CHAPTER VIII. INSTINCT.
7. OBJECTIONS TO THE THEORY OF NATURAL SELECTION AS APPLIED TO INSTINCTS: NEUTER AND STERILE INSECTS. (continued)
No doubt many instincts of very difficult explanation could be opposed to
the theory of natural selection--cases, in which we cannot see how an
instinct could have originated; cases, in which no intermediate gradations
are known to exist; cases of instincts of such trifling importance, that
they could hardly have been acted on by natural selection; cases of
instincts almost identically the same in animals so remote in the scale of
nature that we cannot account for their similarity by inheritance from a
common progenitor, and consequently must believe that they were
independently acquired through natural selection.

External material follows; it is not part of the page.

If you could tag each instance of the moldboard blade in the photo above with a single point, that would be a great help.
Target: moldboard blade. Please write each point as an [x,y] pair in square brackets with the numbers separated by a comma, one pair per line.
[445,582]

I will not here enter on
these several cases, but will confine myself to one special difficulty,
which at first appeared to me insuperable, and actually fatal to the whole
theory. I allude to the neuters or sterile females in insect communities:
for these neuters often differ widely in instinct and in structure from
both the males and fertile females, and yet, from being sterile, they
cannot propagate their kind.
The subject well deserves to be discussed at great length, but I will here
take only a single case, that of working or sterile ants. How the workers
have been rendered sterile is a difficulty; but not much greater than that
of any other striking modification of structure; for it can be shown that
some insects and other articulate animals in a state of nature occasionally
become sterile; and if such insects had been social, and it had been
profitable to the community that a number should have been annually born
capable of work, but incapable of procreation, I can see no especial
difficulty in this having been effected through natural selection. But I
must pass over this preliminary difficulty. The great difficulty lies in
the working ants differing widely from both the males and the fertile
females in structure, as in the shape of the thorax, and in being destitute
of wings and sometimes of eyes, and in instinct. As far as instinct alone
is concerned, the wonderful difference in this respect between the workers
and the perfect females would have been better exemplified by the hive-bee.
If a working ant or other neuter insect had been an ordinary animal, I
should have unhesitatingly assumed that all its characters had been slowly
acquired through natural selection; namely, by individuals having been born
with slight profitable modifications, which were inherited by the
offspring, and that these again varied and again were selected, and so
onwards. But with the working ant we have an insect differing greatly from
its parents, yet absolutely sterile; so that it could never have
transmitted successively acquired modifications of structure or instinct to
its progeny. It may well be asked how it is possible to reconcile this
case with the theory of natural selection?